NJ: Can you provide some clarity on what you mean by “older stuff”?
Loeshelle: Sure, if you want to go “super old stuff,” then it's rules based. Within our product, we have capabilities where you can actually define sentiment based on words, parts of speech, linguistic structures, [and other things] that would occur in text. That's on one side of the spectrum. The other side of the spectrum is to say, can we use a large language model to predict what the sentiment would be without actually having coded each single word. But they can work together – they can feed off each other – and can learn from rules that we've created in the past.
And those rules were created by humans with business expertise, or domain expertise. We work with industries like financial services, insurance, health care where they're actually not allowed to use LLMs or generative models based on their own internal risk tolerance. So they have to lean back on some of the more rudimentary techniques to be able to use any kind of product like this. Being able to offer that has been a strategic asset for us.
NJ: One of the questions that keeps coming up is the concern over the dataset itself, what it was trained on, and introduction of toxicity or bias or you know, hallucinations, etc. How transparent are you about the data used to train the model – you just mentioned, an open-source data set and an open-source algorithm. Can an enterprise IT manager actually get their hands on the dataset?
Loeshelle: The datasets that we use are typically from our own data – it’s part of our ecosystem. We have language in our contracts that dictates how we can or can't use customer data. That corpus is one of our strategic advantages and so no, we're not going to share it. But it is totally within an IT manager’s rights to ask about it, and to hold us accountable – and they do – to how we're using their data or not, how we're reviewing for bias and ethical limitations in our own modeling practices.
NJ: There have been some examples of in the past few months of companies that have rolled out a Gen AI-powered bot that interacts with the customer and something goes wrong, and they have to pull it. Then there’s the agent assist model where it's suggesting things to the agent which the agent can use or not use as they see fit. Any thoughts on that?
Loeshelle: We have such low tolerance for imperfection in both human situations, and bot situations, that it's so easy to lose trust in these things.
Think about the early experiences with Google or Amazon’s Alexa, right? You ask these questions, and as soon as you get a crappy answer, you're like, "Forget it, I'm not going to ask that question again. I don't trust you to have that answer." Similarly, when I talk to a real human agent – you can't give me an answer? Escalate to your supervisor. The same behavior happens.
So it automatically constrains the search space that I'm willing to use for that chatbot or that interface of whatever kind, right?
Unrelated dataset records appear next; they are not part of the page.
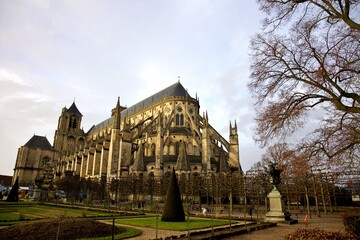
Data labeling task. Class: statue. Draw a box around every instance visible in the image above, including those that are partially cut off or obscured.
[267,161,283,187]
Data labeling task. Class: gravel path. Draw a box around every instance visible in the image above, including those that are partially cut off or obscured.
[225,214,345,240]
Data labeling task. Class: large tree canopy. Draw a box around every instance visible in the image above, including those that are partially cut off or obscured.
[248,0,360,169]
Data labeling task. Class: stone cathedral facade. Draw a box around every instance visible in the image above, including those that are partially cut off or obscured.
[14,82,241,187]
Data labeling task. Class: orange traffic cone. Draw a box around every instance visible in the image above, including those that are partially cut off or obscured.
[304,214,309,227]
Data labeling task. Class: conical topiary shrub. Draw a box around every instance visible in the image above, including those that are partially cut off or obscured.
[161,169,185,222]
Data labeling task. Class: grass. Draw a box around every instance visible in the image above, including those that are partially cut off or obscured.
[82,226,141,240]
[116,217,235,231]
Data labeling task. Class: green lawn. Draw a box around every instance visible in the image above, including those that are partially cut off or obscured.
[116,217,235,231]
[81,226,141,240]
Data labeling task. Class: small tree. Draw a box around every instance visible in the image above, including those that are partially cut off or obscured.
[161,169,185,222]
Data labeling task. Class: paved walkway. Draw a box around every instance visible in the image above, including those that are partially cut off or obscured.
[114,214,345,240]
[225,214,345,240]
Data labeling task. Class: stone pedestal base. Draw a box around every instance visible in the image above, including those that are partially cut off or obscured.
[265,187,285,222]
[32,189,41,201]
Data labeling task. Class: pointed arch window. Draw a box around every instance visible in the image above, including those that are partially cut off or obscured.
[175,113,184,126]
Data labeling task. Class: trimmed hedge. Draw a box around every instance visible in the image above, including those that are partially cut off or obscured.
[341,210,360,239]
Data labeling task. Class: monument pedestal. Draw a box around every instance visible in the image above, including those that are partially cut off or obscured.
[32,189,41,201]
[265,187,285,222]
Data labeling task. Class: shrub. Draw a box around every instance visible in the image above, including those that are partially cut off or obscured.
[161,169,185,222]
[285,228,354,240]
[341,210,360,239]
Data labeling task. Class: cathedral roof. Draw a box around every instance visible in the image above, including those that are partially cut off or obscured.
[87,82,191,134]
[67,102,82,116]
[121,82,191,117]
[24,135,54,151]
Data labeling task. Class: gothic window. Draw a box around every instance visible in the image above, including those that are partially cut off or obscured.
[69,116,78,128]
[175,113,184,126]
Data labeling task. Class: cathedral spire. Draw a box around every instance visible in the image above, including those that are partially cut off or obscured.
[175,141,190,171]
[112,97,121,129]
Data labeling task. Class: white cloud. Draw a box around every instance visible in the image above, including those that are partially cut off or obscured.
[0,0,268,175]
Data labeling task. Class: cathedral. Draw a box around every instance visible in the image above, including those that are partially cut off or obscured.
[14,82,241,186]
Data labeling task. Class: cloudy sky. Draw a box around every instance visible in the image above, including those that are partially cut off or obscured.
[0,0,264,175]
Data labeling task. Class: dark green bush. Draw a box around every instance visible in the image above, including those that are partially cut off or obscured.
[285,228,354,240]
[161,169,185,222]
[341,210,360,239]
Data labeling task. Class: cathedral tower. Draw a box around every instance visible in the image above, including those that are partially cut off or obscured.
[229,120,241,171]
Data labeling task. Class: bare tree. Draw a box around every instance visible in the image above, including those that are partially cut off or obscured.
[248,0,360,169]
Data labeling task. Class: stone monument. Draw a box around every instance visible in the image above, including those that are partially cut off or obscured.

And then it's really hard to regain that trust.
I think keeping a human in the loop is hugely advantageous. And the advantages are kind of twofold because there's the technology side of "Can our Gen AI stuff handle it?" and then there's the other side – "Are society and culture ready for it?"
NJ: What are some best practices for AI deployments?
Loeshelle: If we think about Alexa again, one of the things that I really liked about what Amazon does is they send out emails describing to me the new skills that my Alexa has, for example. That actually constrains what I know to ask of her so that she can be successful. Creating a UX or UI paradigm so that people can inherently be successful with your technology is going to protect you and it's going to protect them.